En effet, cette semaine, une de ses délégations conduite par le nouveau chef de mission pour le Sahel, Dr. Mamadou Tangara, a été reçue à Ouagadougou par le chef de la diplomatie burkinabè, Jean-Marie Karamoko (notre photo). Son objectif était d’établir un dialogue plus inclusif avec les fondateurs de l’Alliance des Etats du Sahel (AES) et de parler de coopération. Qualifiable de folklore, cette tergiversation fait jaillir la lumière sur l’incohérence de l’UA dans son approche au Sahel. 

Ce qui est également à relever c’est le fait que quelques jours avant la venue des officiels de la principale organisation africaine, Nick Checker s’est rendu à Bamako au Mali pour y rencontrer la junte au pouvoir. Accueilli par le ministre malien des Affaires étrangères, Abdoulaye Diop, celui que l’on surnomme Mr. Sahel depuis sa nomination de fin janvier au département d’Etat américain, venait réitérer l’intérêt de Donald Trump pour l’AES. 

Il vient lui aussi renforcer le travail réalisé par Massad Boulos, l’émissaire par définition de la Maison Blanche pour l’Afrique, dans la sous-région dont les résultats peinent à se faire voir. Plus méfiants que jamais, les leaders de l’AES, qui ont fait de la défense de leur souveraineté mutuelle leur mantra, prennent un malin plaisir à faire savoir à leurs séducteurs qu’ils ne sont ni demandeurs, ni dans le besoin, et qu’ils se laissent le choix de coopérer avec qui ils souhaitent.

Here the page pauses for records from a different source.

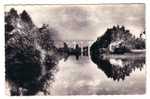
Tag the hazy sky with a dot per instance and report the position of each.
(86, 21)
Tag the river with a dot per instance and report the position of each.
(83, 77)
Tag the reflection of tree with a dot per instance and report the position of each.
(116, 72)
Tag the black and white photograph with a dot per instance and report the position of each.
(75, 49)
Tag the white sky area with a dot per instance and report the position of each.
(86, 22)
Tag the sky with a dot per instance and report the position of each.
(86, 22)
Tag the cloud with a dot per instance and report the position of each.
(87, 21)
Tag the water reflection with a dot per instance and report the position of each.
(115, 68)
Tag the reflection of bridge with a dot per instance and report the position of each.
(72, 43)
(74, 47)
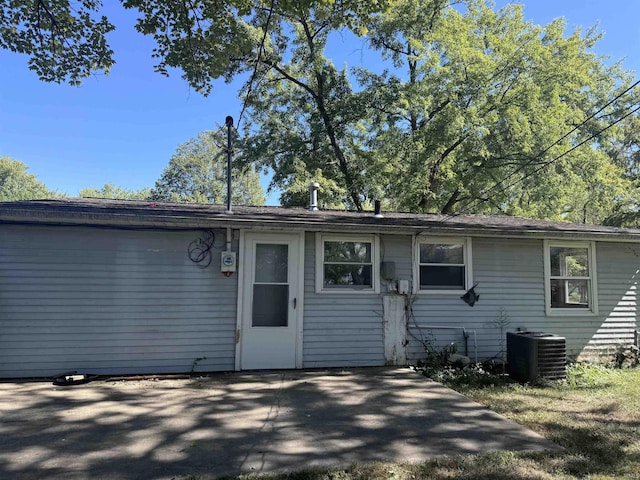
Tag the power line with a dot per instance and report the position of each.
(526, 164)
(546, 164)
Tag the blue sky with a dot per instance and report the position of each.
(124, 127)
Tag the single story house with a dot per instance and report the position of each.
(128, 287)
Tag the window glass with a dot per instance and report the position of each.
(347, 264)
(272, 263)
(442, 266)
(351, 252)
(569, 262)
(569, 277)
(270, 305)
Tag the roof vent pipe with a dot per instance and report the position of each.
(377, 210)
(229, 123)
(313, 196)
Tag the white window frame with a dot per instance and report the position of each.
(592, 279)
(467, 257)
(348, 290)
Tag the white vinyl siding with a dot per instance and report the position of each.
(109, 301)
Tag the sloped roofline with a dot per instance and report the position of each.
(157, 215)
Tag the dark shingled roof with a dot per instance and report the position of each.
(145, 214)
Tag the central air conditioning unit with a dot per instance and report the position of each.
(536, 355)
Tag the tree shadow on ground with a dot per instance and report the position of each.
(241, 423)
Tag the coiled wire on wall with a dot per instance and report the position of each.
(199, 250)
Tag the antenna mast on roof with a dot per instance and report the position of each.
(229, 123)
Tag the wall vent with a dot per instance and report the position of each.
(536, 355)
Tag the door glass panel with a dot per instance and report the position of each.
(272, 263)
(270, 305)
(270, 288)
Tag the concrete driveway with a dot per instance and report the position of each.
(244, 422)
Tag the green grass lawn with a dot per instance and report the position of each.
(595, 417)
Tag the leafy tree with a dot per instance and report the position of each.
(197, 174)
(17, 184)
(487, 96)
(470, 119)
(66, 41)
(109, 190)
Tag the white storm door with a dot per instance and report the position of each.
(270, 310)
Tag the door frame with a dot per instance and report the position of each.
(242, 273)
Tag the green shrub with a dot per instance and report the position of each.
(588, 375)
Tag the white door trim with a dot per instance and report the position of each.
(240, 297)
(299, 311)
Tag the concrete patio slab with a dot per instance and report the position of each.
(241, 422)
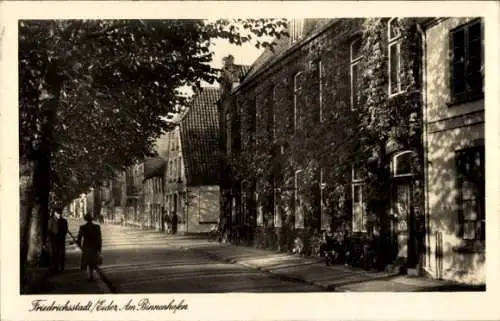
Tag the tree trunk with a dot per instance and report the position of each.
(35, 210)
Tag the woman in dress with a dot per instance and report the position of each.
(91, 246)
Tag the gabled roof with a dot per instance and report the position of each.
(200, 139)
(311, 28)
(242, 70)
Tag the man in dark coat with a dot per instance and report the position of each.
(91, 246)
(57, 230)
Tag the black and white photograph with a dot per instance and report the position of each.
(260, 155)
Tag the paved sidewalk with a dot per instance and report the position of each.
(312, 270)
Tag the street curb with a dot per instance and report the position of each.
(101, 274)
(284, 277)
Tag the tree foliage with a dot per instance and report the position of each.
(345, 138)
(92, 94)
(108, 83)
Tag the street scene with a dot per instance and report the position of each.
(252, 155)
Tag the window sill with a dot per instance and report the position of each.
(469, 247)
(462, 99)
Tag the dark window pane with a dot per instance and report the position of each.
(394, 28)
(354, 85)
(475, 31)
(357, 191)
(458, 78)
(458, 66)
(394, 52)
(459, 45)
(356, 49)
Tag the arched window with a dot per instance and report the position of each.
(394, 45)
(297, 96)
(355, 58)
(402, 164)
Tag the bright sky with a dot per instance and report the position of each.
(245, 54)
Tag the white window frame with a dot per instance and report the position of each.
(260, 212)
(395, 162)
(320, 89)
(228, 134)
(322, 186)
(358, 182)
(277, 214)
(299, 224)
(296, 91)
(394, 41)
(273, 110)
(354, 61)
(296, 30)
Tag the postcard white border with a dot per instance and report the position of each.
(314, 306)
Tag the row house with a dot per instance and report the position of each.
(134, 202)
(199, 139)
(346, 125)
(154, 170)
(183, 180)
(455, 152)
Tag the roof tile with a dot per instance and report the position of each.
(200, 139)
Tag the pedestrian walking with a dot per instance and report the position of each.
(57, 230)
(91, 246)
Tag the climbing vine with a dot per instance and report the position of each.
(331, 138)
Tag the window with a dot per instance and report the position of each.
(299, 212)
(228, 134)
(358, 202)
(253, 121)
(322, 206)
(320, 89)
(355, 57)
(467, 61)
(296, 28)
(297, 100)
(272, 114)
(471, 189)
(180, 168)
(276, 197)
(394, 37)
(260, 213)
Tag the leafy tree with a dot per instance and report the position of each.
(93, 93)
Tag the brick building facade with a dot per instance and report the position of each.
(290, 135)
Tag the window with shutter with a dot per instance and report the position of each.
(471, 193)
(394, 38)
(467, 65)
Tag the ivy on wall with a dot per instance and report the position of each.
(337, 140)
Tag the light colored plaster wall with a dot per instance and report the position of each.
(449, 128)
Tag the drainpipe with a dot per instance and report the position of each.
(425, 143)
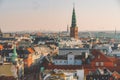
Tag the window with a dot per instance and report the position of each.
(97, 63)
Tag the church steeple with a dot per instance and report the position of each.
(74, 28)
(14, 55)
(73, 18)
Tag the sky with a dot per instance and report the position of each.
(55, 15)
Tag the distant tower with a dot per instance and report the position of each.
(74, 28)
(67, 29)
(0, 33)
(14, 55)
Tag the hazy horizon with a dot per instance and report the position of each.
(49, 15)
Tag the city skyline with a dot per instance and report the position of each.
(48, 15)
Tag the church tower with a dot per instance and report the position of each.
(74, 28)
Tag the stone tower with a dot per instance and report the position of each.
(74, 28)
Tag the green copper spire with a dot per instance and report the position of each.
(73, 18)
(14, 55)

Le chef de la diplomatie malienne Abdoulaye Diop reçoit Nick Checker le Monsieur Sahel de Donald Trump.

Le timing de la manifestation renouvelée d’intérêts des Etats-Unis et de l’Union africaine vis-à-vis de l’AES interroge. Certains observateurs pointent du doigt l’idée selon laquelle ces deux parties seraient de connivence au nom de l’impérialisme, alors que d’autres les voient concurrentes, se basant sur les positions antagonistes affichées par l’UA, notamment, en réponse à la politique discriminatoire des visas américains envers diverses nations africaines en 2025.